The problem states that the curve passes through the point $(1, -1)$. We substitute $x=1$ and $y=-1$ into our general solution to find the value of $C$: $\frac{(1)^2}{2} = -\frac{1}{-1} + C$ $\frac{1}{2} = 1 + C$

Solving for $C$: $C = \frac{1}{2} - 1$ $C = -\frac{1}{2}$ Explanation: Using the initial condition, we can determine the specific solution to the differential equation.

Step 5: Express y as a Function of x ($f(x)$)

Substitute the value of $C = -\frac{1}{2}$ back into our general solution: $\frac{x^2}{2} = -\frac{x}{y} - \frac{1}{2}$

Isolating the term with $y$: $\frac{x}{y} = -\frac{x^2}{2} - \frac{1}{2}$

Combining the terms on the right side: $\frac{x}{y} = -\frac{x^2+1}{2}$

Taking the reciprocal of both sides: $\frac{y}{x} = -\frac{2}{x^2+1}$

Finally, multiply both sides by $x$ to get $y$ in terms of $x$: $y = -\frac{2x}{x^2+1}$ So, the function is $f(x) = -\frac{2x}{x^2+1}$. Explanation: Algebraic manipulation is used to isolate $y$ and obtain the function $f(x)$.

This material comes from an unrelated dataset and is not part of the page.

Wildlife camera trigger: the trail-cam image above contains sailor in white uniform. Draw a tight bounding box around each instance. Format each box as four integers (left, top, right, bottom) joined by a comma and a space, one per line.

Step 6: Calculate $f\left(-\frac{1}{2}\right)$

The question asks for the value of $f(x)$ when $x = -\frac{1}{2}$. We substitute this value into our derived function $f(x)$: $f\left(-\frac{1}{2}\right) = -\frac{2\left(-\frac{1}{2}\right)}{\left(-\frac{1}{2}\right)^2+1}$

Simplify the expression: $f\left(-\frac{1}{2}\right) = -\frac{-1}{\frac{1}{4}+1}$ $f\left(-\frac{1}{2}\right) = \frac{1}{\frac{1}{4}+\frac{4}{4}}$ $f\left(-\frac{1}{2}\right) = \frac{1}{\frac{5}{4}}$ $f\left(-\frac{1}{2}\right) = \frac{4}{5}$ Explanation: Finally, we evaluate the function $f(x)$ at $x = -\frac{1}{2}$ to obtain the answer.

Common Mistakes & Tips

• Sign Errors: Pay close attention to the negative signs, especially when manipulating the differential equation and integrating.
• Constant of Integration: Always remember to add the constant of integration, $C$, after integrating.
• Algebraic Mistakes: Be careful with algebraic manipulations when isolating $y$ and evaluating $f(x)$.

Summary

We solved the given differential equation by rearranging it into an exact differential form, specifically related to the differential of a quotient. After integrating both sides and using the initial condition to find the constant of integration, we obtained the function $f(x)$. Finally, we evaluated $f\left(-\frac{1}{2}\right)$ to get the desired result.

The final answer is \boxed{\frac{4}{5}}, which corresponds to option (B).